The Supreme Court of Appeal (“SCA”) recently addressed a significant procurement issue in Aventino Ecotroopers Joint Venture and Others v MEC for the Department of Roads and Transport Gauteng Province and Others 2025 JDR 1403 (SCA). The case centred on a dispute between Aventino, an unincorporated joint venture, and the Gauteng Department of Roads and Transport (“the Department”). Aventino sought to overturn the Department’s decision to award routine road maintenance contracts, Tenders DRT19/07/2019 and RT21/07/2019 (“the tenders”), to competing bidders.
While Aventino’s challenge touched on several issues, the core question before the SCA was whether the Department lawfully extended the bid validity period.
The Bid Validity Period and the SCM Policy
Delays in finalising procurement often require government departments to seek extensions of bid validity periods. The Department relied on paragraph 4.14 of its Supply Chain Management Policy (“SCM Policy”), which allows the Bid Evaluation Committee (“BEC”) to request bidders to extend validity when adjudication cannot be completed within the stated period. The clause expressly provides that bidders may either agree to the extension or refuse it. If they refuse, or fail to reply, they are treated as non-responsive and removed from further evaluation.
Aventino argued that such disqualification was unlawful: in its view, if any bidder failed to consent, the entire tender should lapse. To support this argument, Aventino drew on precedent, including the Takubiza decision, which dealt with when a tender lapses and the need for unanimous consent to extend validity. Crucially, however, Aventino did not directly challenge the legality of the Department’s SCM Policy itself.
The Court’s Approach
The SCA rejected Aventino’s arguments.
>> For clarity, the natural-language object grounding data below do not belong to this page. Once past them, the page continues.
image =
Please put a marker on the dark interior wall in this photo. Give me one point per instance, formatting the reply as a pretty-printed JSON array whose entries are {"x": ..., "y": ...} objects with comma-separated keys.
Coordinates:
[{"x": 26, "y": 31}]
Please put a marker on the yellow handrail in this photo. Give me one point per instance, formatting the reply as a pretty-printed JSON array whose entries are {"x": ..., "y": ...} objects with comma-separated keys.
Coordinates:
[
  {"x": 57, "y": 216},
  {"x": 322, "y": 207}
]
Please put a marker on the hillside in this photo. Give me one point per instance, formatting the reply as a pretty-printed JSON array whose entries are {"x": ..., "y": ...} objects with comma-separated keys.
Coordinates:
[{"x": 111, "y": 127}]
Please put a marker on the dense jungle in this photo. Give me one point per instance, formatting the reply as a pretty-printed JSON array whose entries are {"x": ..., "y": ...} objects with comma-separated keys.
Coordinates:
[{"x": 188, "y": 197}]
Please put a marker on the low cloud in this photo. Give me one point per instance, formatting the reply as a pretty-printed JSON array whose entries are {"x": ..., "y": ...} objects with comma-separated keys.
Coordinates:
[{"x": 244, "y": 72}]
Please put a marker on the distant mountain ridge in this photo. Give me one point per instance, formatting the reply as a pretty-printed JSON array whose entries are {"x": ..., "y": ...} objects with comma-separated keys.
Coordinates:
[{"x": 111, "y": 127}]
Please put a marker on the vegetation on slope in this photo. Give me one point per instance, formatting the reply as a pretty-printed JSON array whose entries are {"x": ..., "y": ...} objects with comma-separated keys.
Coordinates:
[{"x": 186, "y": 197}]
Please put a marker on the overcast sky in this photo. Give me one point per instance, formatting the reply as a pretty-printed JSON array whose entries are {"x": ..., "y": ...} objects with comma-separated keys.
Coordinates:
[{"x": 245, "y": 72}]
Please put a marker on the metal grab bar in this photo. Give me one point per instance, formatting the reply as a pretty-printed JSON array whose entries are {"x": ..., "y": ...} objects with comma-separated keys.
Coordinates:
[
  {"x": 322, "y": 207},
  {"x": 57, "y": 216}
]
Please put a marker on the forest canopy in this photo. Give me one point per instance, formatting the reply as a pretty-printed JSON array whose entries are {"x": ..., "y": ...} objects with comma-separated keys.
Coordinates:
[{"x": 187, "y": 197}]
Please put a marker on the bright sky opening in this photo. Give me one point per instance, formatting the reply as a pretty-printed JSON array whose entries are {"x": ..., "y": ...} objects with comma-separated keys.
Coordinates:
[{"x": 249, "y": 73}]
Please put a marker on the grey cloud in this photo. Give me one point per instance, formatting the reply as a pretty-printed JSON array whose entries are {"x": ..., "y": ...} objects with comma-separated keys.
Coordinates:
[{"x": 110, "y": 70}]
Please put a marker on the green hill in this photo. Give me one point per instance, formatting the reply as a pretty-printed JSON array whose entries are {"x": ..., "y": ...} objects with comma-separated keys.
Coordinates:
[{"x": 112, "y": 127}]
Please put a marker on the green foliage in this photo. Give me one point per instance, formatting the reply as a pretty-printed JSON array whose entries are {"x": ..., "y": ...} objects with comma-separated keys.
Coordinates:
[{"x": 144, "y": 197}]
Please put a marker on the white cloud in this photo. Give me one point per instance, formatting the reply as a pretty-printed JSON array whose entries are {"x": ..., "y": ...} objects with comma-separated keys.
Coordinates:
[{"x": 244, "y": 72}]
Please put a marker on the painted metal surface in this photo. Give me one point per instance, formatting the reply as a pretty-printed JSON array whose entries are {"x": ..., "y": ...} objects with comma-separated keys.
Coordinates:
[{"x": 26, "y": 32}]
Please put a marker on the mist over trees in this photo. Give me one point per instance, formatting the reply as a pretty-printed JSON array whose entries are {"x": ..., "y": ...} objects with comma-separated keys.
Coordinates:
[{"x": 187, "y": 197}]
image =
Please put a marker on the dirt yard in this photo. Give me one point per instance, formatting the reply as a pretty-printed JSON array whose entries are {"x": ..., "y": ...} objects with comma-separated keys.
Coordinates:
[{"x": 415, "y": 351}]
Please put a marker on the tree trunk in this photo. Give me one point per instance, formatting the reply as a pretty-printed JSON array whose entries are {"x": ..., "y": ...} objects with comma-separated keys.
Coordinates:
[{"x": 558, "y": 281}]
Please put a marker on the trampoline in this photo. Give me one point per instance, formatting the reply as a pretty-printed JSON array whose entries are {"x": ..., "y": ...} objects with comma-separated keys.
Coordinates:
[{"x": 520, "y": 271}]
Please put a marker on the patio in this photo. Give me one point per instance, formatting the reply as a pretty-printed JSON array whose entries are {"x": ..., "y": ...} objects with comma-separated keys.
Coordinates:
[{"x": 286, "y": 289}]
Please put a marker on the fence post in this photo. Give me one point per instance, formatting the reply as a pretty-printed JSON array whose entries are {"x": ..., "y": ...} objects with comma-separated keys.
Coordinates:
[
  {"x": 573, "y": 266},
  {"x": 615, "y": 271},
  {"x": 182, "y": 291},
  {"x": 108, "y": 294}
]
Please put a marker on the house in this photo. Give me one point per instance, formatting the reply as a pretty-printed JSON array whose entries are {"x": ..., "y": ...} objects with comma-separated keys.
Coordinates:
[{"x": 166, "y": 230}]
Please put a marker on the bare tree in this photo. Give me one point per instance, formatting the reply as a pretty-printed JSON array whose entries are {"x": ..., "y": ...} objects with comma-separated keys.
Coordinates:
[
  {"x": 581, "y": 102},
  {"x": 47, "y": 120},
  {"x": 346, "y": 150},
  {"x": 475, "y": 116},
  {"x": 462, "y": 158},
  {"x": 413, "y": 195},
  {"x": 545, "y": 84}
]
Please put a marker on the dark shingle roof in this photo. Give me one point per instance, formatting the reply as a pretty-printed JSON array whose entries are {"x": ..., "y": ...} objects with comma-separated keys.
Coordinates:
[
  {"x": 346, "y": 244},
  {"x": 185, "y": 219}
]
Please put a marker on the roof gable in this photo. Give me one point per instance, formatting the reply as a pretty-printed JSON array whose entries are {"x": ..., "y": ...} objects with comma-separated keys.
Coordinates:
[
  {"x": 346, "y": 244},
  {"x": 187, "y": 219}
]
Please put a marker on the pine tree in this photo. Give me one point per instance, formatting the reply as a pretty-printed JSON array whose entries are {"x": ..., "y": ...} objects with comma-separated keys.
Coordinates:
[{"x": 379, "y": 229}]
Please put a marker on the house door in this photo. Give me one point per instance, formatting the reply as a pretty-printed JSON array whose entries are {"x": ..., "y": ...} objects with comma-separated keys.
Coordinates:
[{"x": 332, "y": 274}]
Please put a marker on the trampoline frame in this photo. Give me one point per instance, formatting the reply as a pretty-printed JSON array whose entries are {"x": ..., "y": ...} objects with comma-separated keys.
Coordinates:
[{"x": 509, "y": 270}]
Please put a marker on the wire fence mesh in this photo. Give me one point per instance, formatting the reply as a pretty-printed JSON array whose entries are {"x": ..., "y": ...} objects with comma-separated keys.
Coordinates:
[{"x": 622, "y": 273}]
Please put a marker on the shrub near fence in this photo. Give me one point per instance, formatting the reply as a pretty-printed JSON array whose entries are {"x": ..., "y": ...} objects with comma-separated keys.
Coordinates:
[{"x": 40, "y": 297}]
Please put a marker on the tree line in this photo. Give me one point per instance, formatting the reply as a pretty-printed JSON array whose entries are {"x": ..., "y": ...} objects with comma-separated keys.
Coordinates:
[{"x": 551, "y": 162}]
It held that because the SCM Policy created a system that expressly allowed the Department to exclude non-responsive bidders, the Department was entitled to continue evaluating the bids of those who consented to the extension. Non-responsiveness, whether through silence or refusal, automatically meant exclusion.
The Court emphasised that while the general principle is that all bidders’ consent is required to extend validity, this is subject to the governing legal framework. In this case, the SCM Policy unchallenged by Aventino, provided sufficient authority for the Department’s approach.
Broader Legal Framework
South African procurement law is anchored in the Constitution and supporting legislation. Public bodies derive their authority to extend bids from these instruments, as supplemented by internal policies.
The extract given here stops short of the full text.